FANTASMAS QUE CANTAN | POR HÉCTOR ROJO

Convivir con los fantasmas (evocarlos, conjurarlos, 
aceptarlos) es nuestra manera de ir haciendo pasado.

Jordi Doce

Los fantasmas ya no son almas. Los fantasmas 
constituyen ahora un terreno emocional.

Roger Clarke

Y sé que lo que intento hacer aquí es dar forma
a la emoción que me embarga cuando tarareo
esta nana, es decir, cuando vuelvo a ver en mí
la infancia de la que no recuerdo nada.

Emmanuel Carrère

I

No se trata de creer o no creer en los fantasmas, como tampoco se trata de creer o no creer en Dios o en el amor. Si alguna de estas tres cosas no fuera real, no habría una palabra para referirse a ella. La cuestión no es si existen o no existen, sino qué entendemos al nombrarlas; qué creemos, qué sabemos de ellas y, sobre todo, qué papel tienen en nuestras vidas.

II

Es probable que todos hayamos visto fantasmas, aunque quizá no sabíamos que se trataba de uno. Sin importar si se trata de fenómenos psicológicos o paranormales, me parece innegable que estos se ocultan en nuestro interior, que habitan en los actos humanos, en sus lenguajes. Creo que si todos los pobladores de la Tierra muriéramos arrasados por una violenta enfermedad (dolorosa, traumática, responsable de esparcir entre los últimos sobrevivientes de nuestra especie la más desesperanzadora angustia ante la inminencia del final absoluto), el planeta, en vez de convertirse en una descomunal casa embrujada, pasaría a ser un lugar igualmente despoblado de personas y de fantasmas. Nuestras mansiones (es decir, las de los ricos) terminarían por desmoronarse y fundirse nuevamente con el oscuro barro de los orígenes, sin almas en pena que las hagan crujir o sangrar como en nuestras ficciones.

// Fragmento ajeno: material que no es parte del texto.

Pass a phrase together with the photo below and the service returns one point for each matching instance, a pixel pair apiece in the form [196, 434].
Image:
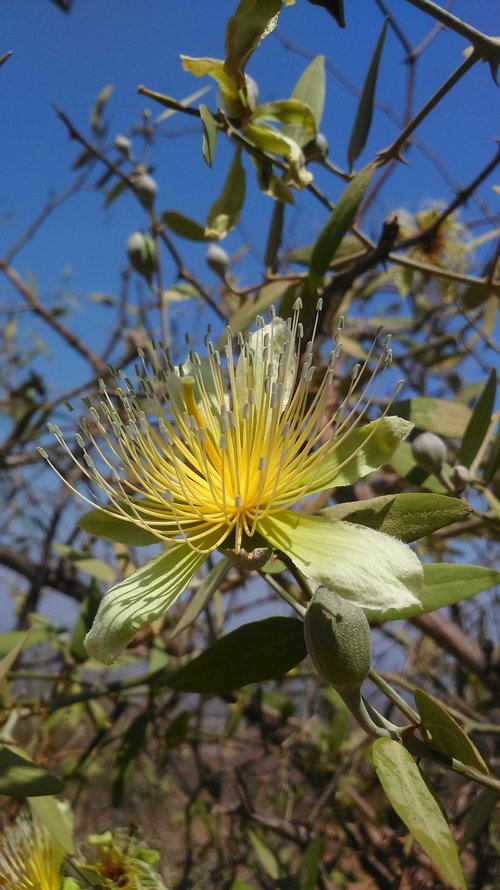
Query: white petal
[140, 599]
[370, 568]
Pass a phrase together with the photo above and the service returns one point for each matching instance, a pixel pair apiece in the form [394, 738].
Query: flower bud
[217, 260]
[141, 251]
[252, 92]
[459, 478]
[338, 639]
[123, 144]
[429, 452]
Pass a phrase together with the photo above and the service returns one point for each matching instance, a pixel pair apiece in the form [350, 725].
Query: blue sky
[69, 59]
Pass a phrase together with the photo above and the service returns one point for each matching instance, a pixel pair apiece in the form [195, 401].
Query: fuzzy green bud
[338, 639]
[459, 478]
[146, 188]
[217, 260]
[429, 452]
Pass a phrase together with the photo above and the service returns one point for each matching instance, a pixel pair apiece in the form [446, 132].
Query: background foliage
[265, 785]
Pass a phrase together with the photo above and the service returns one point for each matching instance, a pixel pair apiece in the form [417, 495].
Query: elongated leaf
[274, 236]
[337, 226]
[233, 103]
[447, 734]
[224, 213]
[210, 132]
[479, 815]
[310, 89]
[183, 226]
[479, 422]
[404, 516]
[376, 571]
[403, 463]
[447, 583]
[19, 777]
[202, 596]
[363, 120]
[9, 659]
[49, 812]
[494, 460]
[359, 453]
[288, 111]
[112, 528]
[244, 317]
[10, 639]
[259, 651]
[409, 795]
[445, 418]
[245, 29]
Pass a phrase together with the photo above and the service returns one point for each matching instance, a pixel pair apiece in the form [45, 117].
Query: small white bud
[429, 452]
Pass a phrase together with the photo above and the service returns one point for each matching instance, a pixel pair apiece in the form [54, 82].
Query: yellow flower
[120, 861]
[214, 453]
[30, 859]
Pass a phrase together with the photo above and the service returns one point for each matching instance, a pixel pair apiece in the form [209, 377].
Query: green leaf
[403, 463]
[341, 217]
[19, 777]
[358, 453]
[288, 111]
[224, 213]
[479, 814]
[210, 132]
[98, 108]
[245, 29]
[10, 639]
[415, 805]
[83, 624]
[259, 651]
[268, 140]
[404, 516]
[183, 226]
[8, 660]
[447, 583]
[48, 810]
[113, 528]
[446, 733]
[363, 120]
[379, 573]
[310, 89]
[274, 237]
[202, 596]
[493, 462]
[115, 192]
[244, 317]
[215, 69]
[440, 416]
[479, 422]
[140, 599]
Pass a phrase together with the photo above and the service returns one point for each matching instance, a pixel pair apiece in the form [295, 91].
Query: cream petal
[368, 567]
[140, 599]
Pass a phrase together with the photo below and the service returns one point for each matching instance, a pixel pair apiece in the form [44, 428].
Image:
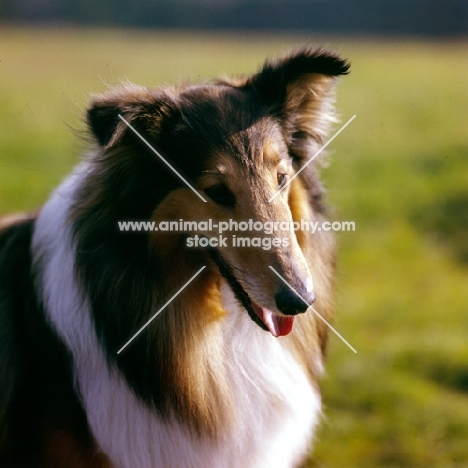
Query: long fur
[206, 384]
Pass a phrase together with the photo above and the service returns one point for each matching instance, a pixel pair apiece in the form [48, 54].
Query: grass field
[400, 171]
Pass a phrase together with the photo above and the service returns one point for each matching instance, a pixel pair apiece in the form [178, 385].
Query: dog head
[238, 143]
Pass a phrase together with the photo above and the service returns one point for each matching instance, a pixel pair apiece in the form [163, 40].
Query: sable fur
[78, 293]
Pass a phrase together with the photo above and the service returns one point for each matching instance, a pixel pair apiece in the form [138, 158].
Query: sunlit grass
[399, 171]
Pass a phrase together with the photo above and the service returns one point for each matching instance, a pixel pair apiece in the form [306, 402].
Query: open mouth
[263, 317]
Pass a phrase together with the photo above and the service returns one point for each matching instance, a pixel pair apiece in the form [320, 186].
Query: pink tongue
[278, 326]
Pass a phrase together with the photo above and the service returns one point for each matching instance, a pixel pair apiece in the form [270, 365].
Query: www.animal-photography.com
[233, 234]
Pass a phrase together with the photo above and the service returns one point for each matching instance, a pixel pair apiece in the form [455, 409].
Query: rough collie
[225, 376]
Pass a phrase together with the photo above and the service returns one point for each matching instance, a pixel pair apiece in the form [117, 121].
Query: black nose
[289, 303]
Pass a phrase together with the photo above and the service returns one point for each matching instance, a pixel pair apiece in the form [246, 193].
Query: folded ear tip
[318, 60]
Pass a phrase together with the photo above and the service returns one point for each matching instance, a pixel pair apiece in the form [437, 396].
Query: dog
[226, 374]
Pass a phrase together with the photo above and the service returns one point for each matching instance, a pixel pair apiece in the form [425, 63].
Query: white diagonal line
[161, 309]
[160, 157]
[314, 311]
[312, 158]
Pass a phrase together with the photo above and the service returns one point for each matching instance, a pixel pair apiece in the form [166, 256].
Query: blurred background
[399, 170]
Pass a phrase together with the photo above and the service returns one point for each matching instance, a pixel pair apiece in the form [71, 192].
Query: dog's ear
[299, 89]
[139, 106]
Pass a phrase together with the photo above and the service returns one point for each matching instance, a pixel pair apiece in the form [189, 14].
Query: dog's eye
[221, 195]
[282, 178]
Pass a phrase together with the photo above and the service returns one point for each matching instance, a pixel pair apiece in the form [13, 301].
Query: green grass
[399, 171]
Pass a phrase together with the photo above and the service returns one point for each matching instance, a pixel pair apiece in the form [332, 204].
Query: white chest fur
[276, 407]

El resto de los animales no parecen temerle a lo sobrenatural. Así que, en ese hipotético mundo colmado de bendita armonía posthumana, no tendríamos a nadie a quien asustar y nuestra presencia carecería de sentido. Si nuestras sombras se vieran obligadas a vagar eternamente sobre un planeta sin gente, tendríamos que hallar la forma de ser útiles, o al menos de pasar el tiempo. 

Si bien los animales no nos tendrían miedo, podríamos dedicarnos a hacerles maldades. Yo lo primero que haría sería localizar grandes aglomeraciones de mosquitos, criaturas que, Dios me perdone, detesto con todo mi ser; a continuación, indagaría sobre sus hábitos de sueño y me esforzaría para no dejarlos dormir ni un segundo en paz. También andaría a la caza de gatos para volcar intempestivamente los recipientes en los que comen o beben, para empujarlos de las bardas sobre las que hacen equilibrio o para asustar a sus presas mientras las acechan. Pero nada de esto ocurrirá, pues con los humanos morirán también los fantasmas. 

III

Cuando tenía veintipocos años, mientras vivía en un departamento de la ciudad de Xalapa, lejos de mi familia por primera vez, comencé a oír las voces de mis padres (que están vivos, es importante decirlo). Ocurría de noche o recién salido del sueño. Desde entonces, la voz que he percibido en más ocasiones es la de mi madre, llamándome por mi nombre con una nitidez tan extraordinaria que al principio me dejaba confundido y con un escalofrío en el cuerpo. Desde el inicio supe (o creí saber) que aquello estaba dentro de mi cabeza. Pero, contra mis propias y antiguas convicciones, la sensación de que algo sobrenatural estaba vinculado con las voces era inevitable. 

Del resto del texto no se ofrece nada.